Michel Onfray: Non, sûrement pas. Tout ce qui s’obtient aux dépens des autres est à éviter: je suis l’autre pour des milliards de personnes sur la planète, il me faut donc être avec les autres comme j‘aimerais que les autres soient avec moi. C’est l’éthique minimale en nos temps sans transcendance. Se savoir centre du monde d’un point de vue ontologique en sachant que chacun se sait aussi pareillement centre du monde et qu’il faut donc connecter en permanence ces centres pour réaliser des réseaux éthiques et produire de la morale en actes. (…)
Olivia Recasens: Si faire preuve d’incivilité, c’est nuire à tous en ne respectant personne, dès lors comment encore vivre ensemble ?
Michel Onfray: En inversant l’invitation évangélique qui disait: « Ne fais pas à autrui ce que tu ne voudrais pas qu’il te fasse » au profit de celle-ci: « Fais à autrui ce que tu voudrais qu’il te fasse ». On passerait alors d’une morale de l’évitement de la négativité à une éthique positive de la proposition volontariste hédoniste. Non pas vouloir éviter le mal, ce qui est déjà beaucoup, mais réaliser le bien, ce qui est mieux.
Olivia Recasens: L’homme n’a jamais réussi qu’en coopérant; la loi du chacun-pour-soi signe-t-elle la fin de l’humanité ?
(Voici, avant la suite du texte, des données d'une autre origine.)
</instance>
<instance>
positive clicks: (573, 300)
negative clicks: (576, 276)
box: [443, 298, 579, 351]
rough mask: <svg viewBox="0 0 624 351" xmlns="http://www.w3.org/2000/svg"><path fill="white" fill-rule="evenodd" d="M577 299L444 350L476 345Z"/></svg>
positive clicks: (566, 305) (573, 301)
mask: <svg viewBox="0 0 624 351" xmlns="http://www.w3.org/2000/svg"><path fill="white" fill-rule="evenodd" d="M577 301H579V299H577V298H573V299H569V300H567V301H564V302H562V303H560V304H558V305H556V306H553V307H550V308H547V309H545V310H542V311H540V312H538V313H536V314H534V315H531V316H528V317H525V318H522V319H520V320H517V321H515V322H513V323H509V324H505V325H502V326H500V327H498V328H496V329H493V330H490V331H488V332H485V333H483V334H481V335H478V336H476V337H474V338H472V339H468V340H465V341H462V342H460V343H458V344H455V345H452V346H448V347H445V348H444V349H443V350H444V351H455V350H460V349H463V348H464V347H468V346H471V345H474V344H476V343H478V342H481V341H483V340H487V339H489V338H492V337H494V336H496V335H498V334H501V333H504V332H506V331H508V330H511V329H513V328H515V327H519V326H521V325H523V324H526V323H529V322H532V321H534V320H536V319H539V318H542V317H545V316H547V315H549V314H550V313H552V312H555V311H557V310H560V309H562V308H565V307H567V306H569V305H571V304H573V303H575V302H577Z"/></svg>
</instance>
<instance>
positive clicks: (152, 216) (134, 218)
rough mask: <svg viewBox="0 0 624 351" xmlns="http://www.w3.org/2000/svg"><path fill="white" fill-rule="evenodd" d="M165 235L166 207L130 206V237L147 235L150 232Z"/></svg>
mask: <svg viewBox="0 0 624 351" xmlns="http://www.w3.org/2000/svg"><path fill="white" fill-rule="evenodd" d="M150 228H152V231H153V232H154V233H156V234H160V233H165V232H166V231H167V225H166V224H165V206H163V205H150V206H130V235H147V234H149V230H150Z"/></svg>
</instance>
Michel Onfray: Il y a les sauvages, les barbares, les égoïstes, les brutes qui sont seuls au monde et chosifient tout ceux qu’ils approchent et tous ceux qui les approchent. Puis il y a les hédonistes, les altruistes, les généreux, les prodigues qui veulent transformer en fête toute relation avec autrui. Les premiers sont plus nombreux que les seconds, bien sûr. Et la brutalité l’emporte toujours quand elle est en compétition avec la gentillesse - qui est à mes yeux vertu cardinale et première.
Olivia Recasens: Au final, combattre l’incivilité, n’est-ce pas résister à la barbarie ?
Michel Onfray: Si, absolument, et d’une façon éminemment concrète.